Le château de Cerisy-la-Salle est une demeure, du début du XVIIe siècle, qui se dresse sur le territoire de la commune française de Cerisy-la-Salle, dans le département de la Manche, en région Normandie. L'édifice, aujourd'hui centre culturel international, est protégé en totalité au titre des monuments historiques.

Le château est situé, au cœur d'une campagne vallonnée et verdoyante, sur un escarpement rocheux dominant la vallée de la Soulles, à 500 mètres au sud-ouest de l'église Saint-Pierre-et-Saint-Paul, sur la commune de Cerisy-la-Salle, dans le département français de la Manche.

Historique

Dès le XIe siècle, la seigneurie de Cerisy, qui s'étendait sur les paroisses de Montpinchon et de Cerisy, est la possession des Pirou. Elle leur avait été donnée par Guillaume le Conquérant.

Vers 1389, Marie de La Lande, fille d'Annette de Pirou et de Raoul de La Lande, hérite de la terre. À sa mort, le fief est démembré et durant deux siècles la paroisse comptera deux fiefs nobles : La « grande et petite seigneurie ». La « grande seigneurie » échoit à son fils, Guillaume de Guyenro, né d'un premier mariage avec Jean de Guyenro, et la « petite seigneurie » à son second époux, Jean de Farcy. En 1395, Guillaume de Grimouville est mentionné dans un acte comme tenant d'un demi-fief de haubert à Cerisy, de Pierre de Farcy, héritier des Pirou[1].

C'est Jeannette de Grimouville, fille unique de Guillaume, qui fait entrer la petite seigneurie dans la famille Richier[note 1] à la suite de son mariage, au début du XVe siècle, avec Richard Richier[1]. Ils la conserveront jusqu'à la Révolution[3].

Le château actuel est construit, sous Louis XIII, de 1613 à 1625[4], après l’édit de Nantes et les guerres de religion, près de l'ancien manoir du XVe siècle, par Jean Richier (1582-1669), fils de Guillaume Richier († av. 1601), fervent huguenot qui craignait les persécutions religieuses. Le château fut alors le siège de l'une des 20 paroisses protestantes du département[5]. C'est également à Jean Richer que l'on doit, en 1640, la création du marché hebdomadaire, le samedi, et l'établissement de deux foires annuelles, à la Saint-Martin.

Les Richier était une famille de la noblesse protestante. Un Jacques Richier, pasteur protestant, sieur de la Hutière (Cerisy-la-Salle), sera expulsé de France pour ses convictions, alors que Jacques Richier (1708-1771) sera évêque catholique de Lombez[3]. Il a laissé ses armoiries sur le portail d'entrée du château[6].

Élisabeth Le Loup de Colombières, veuve de Jean Richier, eut à héberger 80 dragons, qui se livrèrent à de nombreuses dragonnades[3]. Le château est agrandi en 1756[4]. En 1679, Gédéon Richer obtient le maintien de la pratique de la religion réformée dans sa maison, mais finira par abjurer en 1686, un an après son fils, Jacques Richier (1674-1715), futur seigneur de Cerisy[7].

Gédéon Jean François Richier (1752-1807)[3], alors seigneur du lieu au moment de la Révolution et qui en était entré en possession en 1781, verra la confiscation et la vente de tous ses meubles à la suite de son émigration.
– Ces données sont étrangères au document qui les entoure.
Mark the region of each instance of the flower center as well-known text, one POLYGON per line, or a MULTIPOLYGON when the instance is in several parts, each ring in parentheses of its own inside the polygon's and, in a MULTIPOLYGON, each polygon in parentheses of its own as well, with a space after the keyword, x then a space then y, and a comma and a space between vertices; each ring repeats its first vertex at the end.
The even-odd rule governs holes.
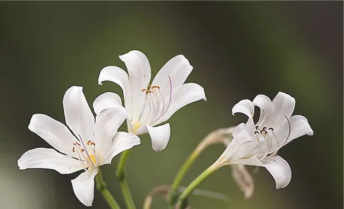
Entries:
MULTIPOLYGON (((170 76, 169 76, 169 82, 170 84, 169 95, 166 95, 167 92, 162 91, 158 85, 148 85, 147 89, 141 90, 142 93, 146 94, 146 100, 137 123, 154 125, 154 123, 165 114, 169 109, 172 98, 172 83, 170 76)), ((136 125, 135 126, 136 131, 136 125)))
MULTIPOLYGON (((79 136, 80 138, 80 136, 79 136)), ((80 141, 75 142, 73 144, 72 151, 77 155, 77 158, 83 165, 84 170, 87 168, 97 168, 98 157, 96 155, 96 144, 92 140, 88 140, 86 144, 80 138, 80 141), (80 144, 79 142, 81 142, 80 144)))
POLYGON ((287 143, 288 140, 289 139, 289 136, 290 135, 291 125, 290 122, 289 122, 289 120, 286 116, 286 119, 287 120, 289 126, 289 131, 286 140, 283 140, 282 144, 281 144, 281 142, 282 141, 280 141, 277 138, 276 134, 275 133, 275 129, 273 128, 263 127, 263 129, 261 129, 259 126, 255 126, 255 131, 254 132, 254 134, 257 137, 257 142, 258 142, 259 153, 261 153, 261 143, 259 142, 259 137, 262 136, 263 139, 266 143, 267 150, 266 151, 264 152, 263 157, 261 157, 261 159, 265 158, 266 156, 268 156, 268 155, 273 155, 276 154, 278 150, 287 143))
POLYGON ((134 133, 136 133, 138 131, 138 129, 140 129, 142 126, 142 124, 138 122, 133 122, 133 126, 134 126, 134 133))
Officier et chef d'escadron de cavalerie aux chasseurs du Hainaut, il avait rejoint l'armée des princes. Le 18 germinal an II ()[3], le district de Coutances vend le château comme bien national le à Pierre-Joseph Hocquet, marchand à Coutances et sera revendu[note 2] au profit de la Nation à François Duhérissier de Gerville[note 3] qui se retire à Cerisy et sera maire de la commune de 1810 à 1815. Celui-ci revend la propriété en 1819 à Joseph-Louis-Sébastien Savary (1774-1854)[note 4], capitaine d'infanterie à la retraite, décoré de la Légion d'honneur, natif de Cerisy, pour la somme de 40 000 francs, et qui sera à son tour maire de la commune de 1831 à sa mort en 1854. Se succède de père en fils, Pierre Savary, conseiller à la Cour de cassation et conseiller général de Cerisy de 1859 à 1870, Charles Joseph Savary (1845-1889) qui exerça de nombreux mandats politique, notamment celui de secrétaire d'État au ministère de la Justice de 1877 à 1879 sous le gouvernement de Jules Dufaure. C'est son épouse, Marguerite Marie Sophie Mahou, ( 1917) dont il est séparé depuis 1884, qui se voit attribuer en dédommagement le château, les dépendances, ainsi que la ferme de la basse-cour et celle du Breuil[8]. C'est le fils de cette première union[note 5] Robert Savary (1882-1935) qui hérite du château en 1919 et le revend en 1925 à sa sœur, Marie-Amélie Savary (1875-1948), épouse de Paul Desjardins, organisateur des Décades de Pontigny[9].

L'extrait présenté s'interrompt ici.